Some Closing Comments From Everyone
George- It was a bit depressing to see how fast any trace of our last two years disappeared once we started to clear the boat for sale. In only a few days all the books had gone, all posters had been removed, the once lifesaving fans disconnected and put in the jumble sale box...I looked around and abruptly realised that this boat didn't seem like home anymore. So it was lucky, really, that while one floating house was being stripped, our other, less compact, home was being slowly but methodically put back into some kind of order. This was happening in the middle of meeting a melee of friends (so good to have friends again) so progress was slower but now we near completion. Soon back to school, back to real life...wow.
Jack- Very scary. I've been in Sweden for three weeks with our sailing friends from Liv-1 and continuing my travelling. But now I've arrived back to England - the house already half back together, the boat left empty on its own. Strange. Arranging my room, unloading the rest of our furniture from Wales, sitting down for my first meal in our house for over two years. Unusual. Listening to old music, getting ready to meet up with old family and friends. Should be good...
It's strange being back to normal life, living in a house instead of a boat, having a car, not having to look for water or food or somewhere to put the dingy. My room is huge, my bed is ... Great!
But although we now have all the normal home comforts I feel sad that... well that it is all over and I won't wake up in some strange place ready to be explored.

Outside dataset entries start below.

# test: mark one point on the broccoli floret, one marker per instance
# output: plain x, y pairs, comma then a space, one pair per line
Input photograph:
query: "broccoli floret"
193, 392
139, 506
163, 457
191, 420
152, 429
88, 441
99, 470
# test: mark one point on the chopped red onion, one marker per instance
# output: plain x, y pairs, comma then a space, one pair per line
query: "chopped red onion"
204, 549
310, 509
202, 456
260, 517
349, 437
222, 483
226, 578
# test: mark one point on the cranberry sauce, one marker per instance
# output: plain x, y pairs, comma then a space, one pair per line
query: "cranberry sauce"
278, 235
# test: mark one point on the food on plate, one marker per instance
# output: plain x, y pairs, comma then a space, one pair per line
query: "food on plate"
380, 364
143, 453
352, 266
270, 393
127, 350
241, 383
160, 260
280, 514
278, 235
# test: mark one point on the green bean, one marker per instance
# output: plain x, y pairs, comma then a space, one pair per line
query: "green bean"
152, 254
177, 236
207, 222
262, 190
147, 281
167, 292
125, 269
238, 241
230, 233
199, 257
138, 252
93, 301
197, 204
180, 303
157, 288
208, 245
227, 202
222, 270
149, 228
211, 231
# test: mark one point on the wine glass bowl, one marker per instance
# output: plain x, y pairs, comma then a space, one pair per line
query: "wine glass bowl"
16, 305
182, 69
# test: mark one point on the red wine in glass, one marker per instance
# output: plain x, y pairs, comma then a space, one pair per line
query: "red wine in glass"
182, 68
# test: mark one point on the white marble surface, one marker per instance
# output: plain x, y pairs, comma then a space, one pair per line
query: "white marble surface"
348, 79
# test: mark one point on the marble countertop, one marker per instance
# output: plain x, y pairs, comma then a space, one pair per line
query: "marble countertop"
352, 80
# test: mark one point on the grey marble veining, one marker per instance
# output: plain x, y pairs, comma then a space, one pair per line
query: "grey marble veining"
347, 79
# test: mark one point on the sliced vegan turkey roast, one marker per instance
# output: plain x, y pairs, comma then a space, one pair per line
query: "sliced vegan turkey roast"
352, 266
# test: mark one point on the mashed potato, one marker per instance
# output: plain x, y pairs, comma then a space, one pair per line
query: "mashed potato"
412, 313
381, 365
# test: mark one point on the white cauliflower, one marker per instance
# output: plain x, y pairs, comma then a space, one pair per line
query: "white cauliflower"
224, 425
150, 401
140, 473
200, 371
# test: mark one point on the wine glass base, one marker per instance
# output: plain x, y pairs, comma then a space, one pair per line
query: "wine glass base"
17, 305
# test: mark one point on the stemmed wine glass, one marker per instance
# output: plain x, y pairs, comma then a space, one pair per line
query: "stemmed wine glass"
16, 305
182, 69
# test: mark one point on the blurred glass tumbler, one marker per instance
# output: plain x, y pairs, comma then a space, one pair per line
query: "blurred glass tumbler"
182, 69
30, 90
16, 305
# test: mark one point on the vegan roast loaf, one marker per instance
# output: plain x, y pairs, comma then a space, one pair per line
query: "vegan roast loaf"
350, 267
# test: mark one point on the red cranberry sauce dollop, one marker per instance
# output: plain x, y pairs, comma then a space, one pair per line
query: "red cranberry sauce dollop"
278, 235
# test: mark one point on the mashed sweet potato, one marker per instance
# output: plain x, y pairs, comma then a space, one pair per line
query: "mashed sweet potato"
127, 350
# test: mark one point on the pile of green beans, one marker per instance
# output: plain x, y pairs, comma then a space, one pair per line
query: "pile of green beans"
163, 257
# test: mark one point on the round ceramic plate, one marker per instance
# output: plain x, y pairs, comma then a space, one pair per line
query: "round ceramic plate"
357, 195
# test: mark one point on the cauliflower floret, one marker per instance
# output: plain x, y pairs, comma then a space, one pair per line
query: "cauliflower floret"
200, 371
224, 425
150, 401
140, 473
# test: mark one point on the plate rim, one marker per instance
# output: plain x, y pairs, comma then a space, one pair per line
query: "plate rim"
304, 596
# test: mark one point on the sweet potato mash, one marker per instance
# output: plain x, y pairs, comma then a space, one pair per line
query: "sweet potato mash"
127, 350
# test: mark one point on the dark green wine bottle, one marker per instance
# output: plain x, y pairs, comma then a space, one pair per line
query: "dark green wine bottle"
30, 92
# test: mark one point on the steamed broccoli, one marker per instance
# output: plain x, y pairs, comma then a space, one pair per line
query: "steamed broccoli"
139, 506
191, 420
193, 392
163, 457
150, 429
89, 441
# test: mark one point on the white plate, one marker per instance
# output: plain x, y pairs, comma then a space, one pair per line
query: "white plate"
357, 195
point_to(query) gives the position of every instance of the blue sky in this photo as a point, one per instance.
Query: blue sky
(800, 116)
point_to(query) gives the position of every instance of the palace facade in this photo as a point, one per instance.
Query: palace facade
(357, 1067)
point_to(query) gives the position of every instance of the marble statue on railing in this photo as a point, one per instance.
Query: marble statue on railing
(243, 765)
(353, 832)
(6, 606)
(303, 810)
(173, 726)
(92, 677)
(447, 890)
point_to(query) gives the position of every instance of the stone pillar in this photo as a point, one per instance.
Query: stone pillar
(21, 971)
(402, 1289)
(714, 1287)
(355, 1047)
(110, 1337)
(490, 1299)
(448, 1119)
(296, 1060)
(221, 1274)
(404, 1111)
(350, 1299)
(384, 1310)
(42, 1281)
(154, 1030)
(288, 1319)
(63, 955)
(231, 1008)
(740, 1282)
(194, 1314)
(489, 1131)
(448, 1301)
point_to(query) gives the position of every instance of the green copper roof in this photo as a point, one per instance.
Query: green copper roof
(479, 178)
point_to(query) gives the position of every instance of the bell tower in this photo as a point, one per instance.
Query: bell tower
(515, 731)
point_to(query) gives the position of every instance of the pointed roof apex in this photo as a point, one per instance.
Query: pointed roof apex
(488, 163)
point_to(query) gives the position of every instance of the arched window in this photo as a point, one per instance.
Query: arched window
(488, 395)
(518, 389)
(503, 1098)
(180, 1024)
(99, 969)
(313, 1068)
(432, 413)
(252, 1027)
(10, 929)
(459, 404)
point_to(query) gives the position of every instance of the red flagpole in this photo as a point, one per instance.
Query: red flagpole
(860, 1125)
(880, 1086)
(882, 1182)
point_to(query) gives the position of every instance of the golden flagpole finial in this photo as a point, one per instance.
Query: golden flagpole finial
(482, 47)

We would wake up and we would know that we would have exciting, scary, fun, strange times in every place we go, and we had the comfort of our home floating not far offshore. Some people have said that it must of been like a long holiday, but it wasn't it was just a different lifestyle, if you were living somewhere, then moved somewhere else for two years you would not call it a holiday would you? Its just ... Life!
It is fun finding things we have missed for ages even simple things like coffee tables and shelves. and it is great being in a place where we are not tourists and every one talks English, as I said to dad the other day now I understand people in the street I find the talk utter rubbish.
Now the boat is a boat, and not home I am sad that we are selling it. It has taken us thousands of miles through huge seas, and strong winds. sometimes I have hated it and wanted to get away but now I want to get back to it, sail to some unknown place and hear the wind in the sails.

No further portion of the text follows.